Here's the reasoning behind the growth, from IDC's security services research analyst, Irida Xheneti:
"Among the many dynamics shaping the U.S. managed security services market today, growing security complexity, the evolving pace of today's technology, and stringent compliance mandates are driving demand and spending for managed security services."
While I'm sure those all play a role in driving security demand, I think the wind behind the sails of MSSPs today is cost-cutting. The last time MSSPs were making a significant splash was in 2001 - when the tech bubble had just tanked. Back then, research firm Yankee Group forecasted that companies would spend about $1.7 billion in security services by 2005, up from just $140 million in 1999.
Considering that IDC pegged managed security services at $1.3 billion in 2007, Yankee Group was only slightly off the mark in their prediction. And the mantra in 2001 was to slash costs, and build operational efficiencies.

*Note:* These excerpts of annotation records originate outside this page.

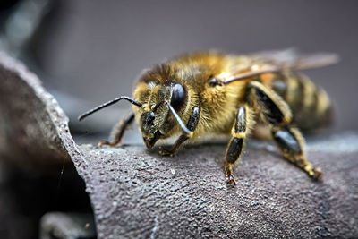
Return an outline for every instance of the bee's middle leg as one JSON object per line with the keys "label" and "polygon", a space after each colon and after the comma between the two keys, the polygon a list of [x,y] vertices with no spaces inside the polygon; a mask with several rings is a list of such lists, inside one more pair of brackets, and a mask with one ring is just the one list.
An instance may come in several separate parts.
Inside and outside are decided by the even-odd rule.
{"label": "bee's middle leg", "polygon": [[115,147],[122,143],[122,139],[124,136],[125,131],[128,126],[133,123],[134,114],[132,113],[129,116],[123,119],[115,127],[113,132],[113,139],[111,141],[100,141],[98,146],[107,145],[108,147]]}
{"label": "bee's middle leg", "polygon": [[239,161],[243,147],[243,139],[248,133],[248,118],[249,118],[249,108],[246,105],[240,106],[236,115],[236,121],[233,126],[232,138],[227,145],[225,159],[224,159],[224,170],[225,175],[227,178],[227,184],[231,185],[236,184],[233,167]]}
{"label": "bee's middle leg", "polygon": [[[200,116],[200,107],[195,107],[192,109],[192,113],[189,117],[188,124],[186,124],[186,127],[191,132],[193,132],[196,129],[196,126],[198,125],[199,122],[199,116]],[[179,138],[176,140],[175,143],[171,147],[170,149],[162,149],[159,151],[159,154],[161,156],[173,157],[175,154],[175,152],[180,149],[180,147],[183,145],[183,143],[186,141],[188,139],[190,139],[190,136],[187,135],[186,133],[183,133],[182,135],[179,136]]]}

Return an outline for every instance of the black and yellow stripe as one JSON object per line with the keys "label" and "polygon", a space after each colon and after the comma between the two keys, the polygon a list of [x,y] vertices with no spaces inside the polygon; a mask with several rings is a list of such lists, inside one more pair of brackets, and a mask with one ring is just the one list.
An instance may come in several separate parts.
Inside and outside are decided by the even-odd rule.
{"label": "black and yellow stripe", "polygon": [[273,74],[263,81],[290,107],[293,124],[305,132],[327,127],[332,120],[332,106],[327,93],[307,76],[293,72]]}

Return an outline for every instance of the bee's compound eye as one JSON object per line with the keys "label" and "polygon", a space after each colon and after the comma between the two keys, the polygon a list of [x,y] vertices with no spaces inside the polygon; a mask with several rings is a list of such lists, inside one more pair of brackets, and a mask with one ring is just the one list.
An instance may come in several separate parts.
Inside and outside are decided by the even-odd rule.
{"label": "bee's compound eye", "polygon": [[179,110],[185,101],[185,90],[182,84],[175,84],[172,89],[173,93],[170,105],[172,105],[175,110]]}

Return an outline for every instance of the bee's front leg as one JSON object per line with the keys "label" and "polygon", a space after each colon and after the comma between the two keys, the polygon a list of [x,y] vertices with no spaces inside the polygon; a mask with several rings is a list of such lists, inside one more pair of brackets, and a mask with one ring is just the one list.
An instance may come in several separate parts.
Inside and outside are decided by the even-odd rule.
{"label": "bee's front leg", "polygon": [[[192,109],[192,113],[189,117],[188,124],[186,124],[186,127],[192,132],[196,129],[196,126],[198,125],[199,116],[200,116],[200,107],[195,107]],[[186,141],[188,139],[190,139],[192,136],[192,133],[188,135],[185,132],[183,132],[183,134],[179,136],[179,139],[176,140],[175,143],[172,146],[170,149],[162,149],[159,151],[159,154],[161,156],[173,157],[175,154],[175,152],[180,149],[180,147],[183,145],[183,143]]]}
{"label": "bee's front leg", "polygon": [[133,113],[132,113],[128,117],[121,120],[121,122],[115,127],[112,141],[100,141],[98,142],[98,146],[107,145],[108,147],[115,147],[121,144],[125,131],[128,129],[128,126],[131,125],[132,123],[133,123],[133,120],[134,120]]}
{"label": "bee's front leg", "polygon": [[224,169],[227,178],[227,184],[231,185],[236,184],[233,166],[239,161],[243,147],[243,139],[248,133],[248,118],[250,115],[249,108],[246,105],[240,106],[236,115],[236,121],[231,132],[232,138],[227,145],[225,159]]}

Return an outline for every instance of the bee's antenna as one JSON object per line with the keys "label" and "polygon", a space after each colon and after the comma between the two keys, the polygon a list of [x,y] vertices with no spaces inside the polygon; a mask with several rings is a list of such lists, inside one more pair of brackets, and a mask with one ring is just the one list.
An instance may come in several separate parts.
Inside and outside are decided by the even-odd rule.
{"label": "bee's antenna", "polygon": [[81,121],[82,119],[84,119],[84,118],[87,117],[88,115],[92,115],[93,113],[95,113],[95,112],[97,112],[97,111],[98,111],[98,110],[100,110],[100,109],[102,109],[102,108],[104,108],[104,107],[109,107],[109,106],[111,106],[111,105],[113,105],[113,104],[115,104],[116,102],[118,102],[118,101],[121,100],[121,99],[128,100],[129,102],[131,102],[131,103],[133,104],[134,106],[137,106],[137,107],[141,107],[141,104],[140,102],[134,100],[133,98],[130,98],[130,97],[122,96],[122,97],[116,98],[115,98],[115,99],[112,99],[112,100],[110,100],[110,101],[108,101],[108,102],[106,102],[106,103],[104,103],[104,104],[102,104],[102,105],[100,105],[100,106],[98,106],[98,107],[95,107],[95,108],[92,108],[92,109],[90,110],[90,111],[87,111],[86,113],[81,115],[78,117],[78,120],[79,120],[79,121]]}
{"label": "bee's antenna", "polygon": [[175,110],[173,108],[173,107],[170,105],[169,101],[166,100],[166,105],[168,106],[170,111],[173,113],[175,118],[176,121],[179,123],[179,125],[182,127],[183,131],[186,133],[187,136],[192,136],[192,132],[191,132],[185,124],[183,123],[182,119],[179,117],[178,114],[176,114]]}

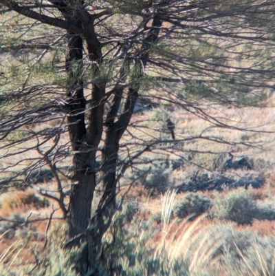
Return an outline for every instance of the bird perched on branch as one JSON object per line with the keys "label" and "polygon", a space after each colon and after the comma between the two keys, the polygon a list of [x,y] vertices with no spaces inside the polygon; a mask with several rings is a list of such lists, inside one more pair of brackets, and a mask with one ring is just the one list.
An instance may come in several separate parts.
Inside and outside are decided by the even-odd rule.
{"label": "bird perched on branch", "polygon": [[170,119],[167,119],[166,120],[166,125],[167,125],[168,130],[171,133],[173,140],[175,140],[175,132],[174,132],[174,129],[175,129],[174,123]]}

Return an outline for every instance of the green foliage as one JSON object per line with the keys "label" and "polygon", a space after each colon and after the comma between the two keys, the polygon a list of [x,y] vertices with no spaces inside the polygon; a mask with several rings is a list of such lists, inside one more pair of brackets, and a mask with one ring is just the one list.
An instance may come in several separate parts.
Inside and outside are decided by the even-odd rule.
{"label": "green foliage", "polygon": [[[197,217],[206,212],[211,200],[201,193],[188,193],[175,207],[175,214],[180,218],[190,215]],[[193,218],[194,217],[192,217]]]}
{"label": "green foliage", "polygon": [[234,191],[225,196],[217,195],[211,210],[214,217],[238,224],[251,224],[256,212],[253,196],[245,189]]}

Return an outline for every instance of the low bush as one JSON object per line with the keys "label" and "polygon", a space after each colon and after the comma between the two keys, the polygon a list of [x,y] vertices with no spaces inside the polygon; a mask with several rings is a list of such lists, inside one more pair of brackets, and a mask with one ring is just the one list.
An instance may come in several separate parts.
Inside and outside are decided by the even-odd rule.
{"label": "low bush", "polygon": [[206,212],[211,206],[211,200],[201,193],[189,193],[180,202],[174,210],[175,214],[180,218],[194,214],[195,217]]}
{"label": "low bush", "polygon": [[212,217],[238,224],[251,224],[256,213],[253,195],[245,189],[234,191],[225,196],[217,195],[210,211]]}

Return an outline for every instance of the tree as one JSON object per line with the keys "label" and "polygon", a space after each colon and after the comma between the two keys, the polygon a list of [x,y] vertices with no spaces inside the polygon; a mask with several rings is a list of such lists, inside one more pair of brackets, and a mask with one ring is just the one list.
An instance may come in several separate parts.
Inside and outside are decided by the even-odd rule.
{"label": "tree", "polygon": [[[16,172],[2,187],[24,184],[34,170],[47,165],[58,196],[40,192],[58,203],[69,225],[67,246],[87,241],[86,269],[94,273],[116,209],[117,189],[129,167],[148,152],[172,152],[177,145],[184,153],[181,142],[188,139],[236,142],[208,136],[205,129],[181,138],[176,129],[177,140],[164,140],[157,137],[163,129],[153,128],[156,123],[131,123],[137,100],[146,96],[160,108],[179,107],[213,127],[238,129],[210,116],[206,106],[259,105],[265,89],[274,88],[272,0],[0,3],[2,25],[10,31],[1,52],[14,55],[9,64],[1,61],[2,158],[38,153],[6,166],[6,176]],[[148,135],[141,138],[135,129]],[[167,135],[171,131],[165,129]],[[60,142],[67,133],[70,145]],[[67,206],[59,167],[71,158]],[[101,198],[91,217],[98,183]]]}

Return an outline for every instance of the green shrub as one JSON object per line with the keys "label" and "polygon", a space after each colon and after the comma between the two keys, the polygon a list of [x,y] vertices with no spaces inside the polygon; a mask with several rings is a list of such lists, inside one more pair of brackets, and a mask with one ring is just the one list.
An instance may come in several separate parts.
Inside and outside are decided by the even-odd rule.
{"label": "green shrub", "polygon": [[150,191],[150,195],[155,197],[164,194],[169,187],[169,171],[157,170],[148,176],[144,183],[145,189]]}
{"label": "green shrub", "polygon": [[257,204],[254,217],[258,220],[275,220],[275,209],[272,204]]}
{"label": "green shrub", "polygon": [[189,193],[176,204],[175,213],[180,218],[191,214],[197,217],[207,211],[210,205],[211,200],[203,193]]}
{"label": "green shrub", "polygon": [[232,220],[238,224],[251,224],[258,213],[256,202],[247,190],[236,190],[216,198],[211,213],[219,220]]}

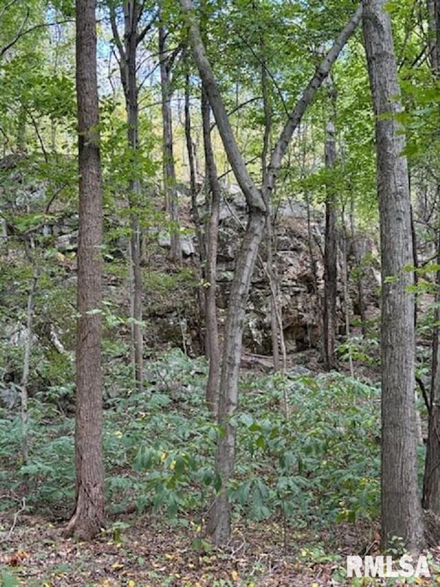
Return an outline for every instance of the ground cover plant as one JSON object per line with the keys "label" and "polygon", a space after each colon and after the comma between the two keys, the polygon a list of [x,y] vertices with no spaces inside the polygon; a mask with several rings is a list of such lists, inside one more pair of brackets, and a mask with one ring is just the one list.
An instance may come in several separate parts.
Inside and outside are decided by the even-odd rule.
{"label": "ground cover plant", "polygon": [[[91,551],[69,540],[57,546],[58,539],[54,538],[69,515],[74,496],[72,416],[52,398],[30,401],[25,465],[19,456],[18,415],[2,412],[5,584],[192,585],[197,575],[205,577],[200,584],[277,584],[270,581],[293,576],[304,584],[309,577],[312,584],[316,569],[328,580],[333,577],[344,584],[344,553],[351,552],[353,544],[366,548],[366,540],[377,548],[378,388],[338,373],[243,372],[242,399],[234,416],[236,473],[228,493],[236,528],[230,552],[240,544],[248,547],[242,555],[230,557],[228,551],[213,548],[205,534],[210,505],[219,489],[214,458],[217,435],[222,434],[204,403],[206,371],[204,359],[190,359],[173,349],[150,362],[142,394],[107,400],[109,522]],[[22,502],[19,496],[25,493]],[[50,534],[43,551],[32,535],[35,520]],[[173,536],[180,554],[170,552]],[[143,540],[164,540],[166,553],[161,558],[157,551],[153,566],[148,557],[135,556]],[[131,548],[133,540],[138,546]],[[250,544],[254,552],[250,551]],[[75,553],[80,562],[74,571],[73,564],[55,564],[63,548],[69,557]],[[36,551],[44,559],[46,549],[54,565],[47,568],[40,562],[35,567]],[[107,574],[102,576],[91,569],[94,549],[106,561]],[[124,562],[118,568],[120,559]],[[278,566],[285,564],[285,577],[280,579]],[[179,583],[175,575],[182,579],[185,566],[189,578]],[[102,582],[106,580],[110,582]]]}

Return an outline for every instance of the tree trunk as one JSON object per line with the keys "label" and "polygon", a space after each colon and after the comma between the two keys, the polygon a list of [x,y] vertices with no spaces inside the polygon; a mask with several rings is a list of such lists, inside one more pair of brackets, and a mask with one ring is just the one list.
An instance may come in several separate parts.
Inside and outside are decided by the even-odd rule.
{"label": "tree trunk", "polygon": [[170,235],[171,239],[171,259],[182,262],[182,247],[177,206],[176,172],[174,167],[173,148],[173,115],[171,110],[171,63],[167,56],[166,33],[163,27],[159,28],[159,58],[160,65],[160,88],[162,92],[163,124],[164,189],[165,206],[170,213]]}
{"label": "tree trunk", "polygon": [[210,510],[208,530],[212,533],[214,542],[220,544],[226,544],[230,537],[231,511],[227,490],[234,472],[235,429],[230,424],[230,420],[237,407],[238,379],[245,306],[258,246],[264,235],[267,212],[265,202],[270,200],[276,175],[294,131],[347,39],[355,29],[360,19],[362,10],[360,8],[358,9],[349,25],[341,32],[289,116],[272,153],[263,185],[258,189],[248,171],[232,132],[226,109],[206,56],[197,21],[192,11],[191,0],[180,0],[180,3],[189,27],[195,62],[214,112],[228,159],[249,209],[248,226],[236,258],[231,286],[219,396],[219,423],[224,434],[219,436],[216,465],[221,479],[221,488]]}
{"label": "tree trunk", "polygon": [[376,116],[377,192],[380,216],[382,295],[382,539],[424,546],[418,495],[414,401],[414,304],[410,200],[402,127],[399,87],[386,0],[364,0],[364,35]]}
{"label": "tree trunk", "polygon": [[138,26],[142,6],[137,0],[124,4],[124,43],[117,28],[113,8],[110,10],[110,20],[113,37],[119,52],[121,81],[124,89],[127,119],[127,144],[132,153],[131,176],[129,180],[129,206],[130,213],[130,318],[131,319],[131,344],[135,388],[138,393],[143,389],[144,339],[142,334],[142,274],[140,255],[140,226],[139,215],[135,211],[140,205],[140,170],[136,153],[139,149],[139,103],[138,100],[137,49]]}
{"label": "tree trunk", "polygon": [[[30,259],[32,261],[32,259]],[[23,376],[21,377],[21,451],[23,462],[28,464],[29,457],[29,447],[28,444],[28,381],[29,379],[29,367],[30,364],[30,353],[32,348],[32,323],[34,319],[34,298],[36,289],[36,282],[38,279],[38,269],[34,271],[32,281],[31,283],[29,294],[28,295],[28,312],[26,320],[26,329],[28,338],[25,346],[25,356],[23,361]]]}
{"label": "tree trunk", "polygon": [[264,212],[252,211],[237,257],[229,298],[218,415],[223,434],[219,436],[216,454],[216,469],[221,479],[221,489],[211,508],[208,526],[216,544],[225,544],[230,537],[231,510],[226,491],[234,472],[235,428],[229,420],[235,413],[238,404],[239,371],[246,302],[265,224]]}
{"label": "tree trunk", "polygon": [[[437,263],[439,262],[440,231],[437,233]],[[440,284],[440,271],[437,272],[437,283]],[[439,301],[440,292],[437,291],[434,310],[436,325],[432,332],[431,388],[422,501],[424,509],[429,509],[437,515],[440,515],[440,328],[437,325],[440,320]]]}
{"label": "tree trunk", "polygon": [[102,192],[99,153],[95,0],[76,0],[80,217],[78,245],[76,503],[65,535],[82,540],[104,526],[101,371]]}
{"label": "tree trunk", "polygon": [[205,161],[211,193],[210,213],[207,227],[208,249],[206,254],[205,288],[205,315],[206,317],[206,341],[209,373],[205,396],[210,412],[217,414],[220,383],[220,345],[217,307],[217,267],[219,244],[219,219],[221,193],[217,178],[217,169],[211,143],[210,107],[206,92],[202,87],[201,118],[204,131]]}
{"label": "tree trunk", "polygon": [[[440,1],[428,1],[430,16],[430,45],[431,65],[436,78],[440,74]],[[437,189],[437,263],[440,262],[440,186]],[[432,354],[431,359],[431,387],[429,402],[429,420],[425,474],[424,477],[423,506],[440,515],[440,271],[436,277],[437,291],[434,310]]]}
{"label": "tree trunk", "polygon": [[336,193],[332,170],[336,163],[336,92],[331,77],[326,81],[329,96],[325,125],[325,167],[329,173],[325,198],[325,244],[324,248],[324,363],[327,371],[336,368],[336,294],[338,284],[338,244],[336,238]]}

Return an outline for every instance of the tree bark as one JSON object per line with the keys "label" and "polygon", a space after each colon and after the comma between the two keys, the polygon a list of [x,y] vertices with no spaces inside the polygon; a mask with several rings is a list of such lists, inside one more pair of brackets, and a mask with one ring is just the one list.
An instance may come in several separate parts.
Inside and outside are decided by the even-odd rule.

Here's a quote from a feature story I wrote about MSSPs way back in 2001. It's from a security manager working at a major hospital on why companies outsource security:
The reason is economics. "When decisions to outsource security are made, it's generally done by the CFO and is based on cost savings," says Bruce Peck, information security manager at St. Vincent Hospital & Health Services, a network of eight hospitals in Indianapolis.
I thought Bruce Peck was correct seven years ago, and I think he's still correct today. When you hear that companies are outsourcing security to maintain a competitive edge, or to keep up with complex threats, or regulatory compliance concerns - they really mean they're trying to cut costs. And the further the economy tanks, the greater the benefit to managed security providers.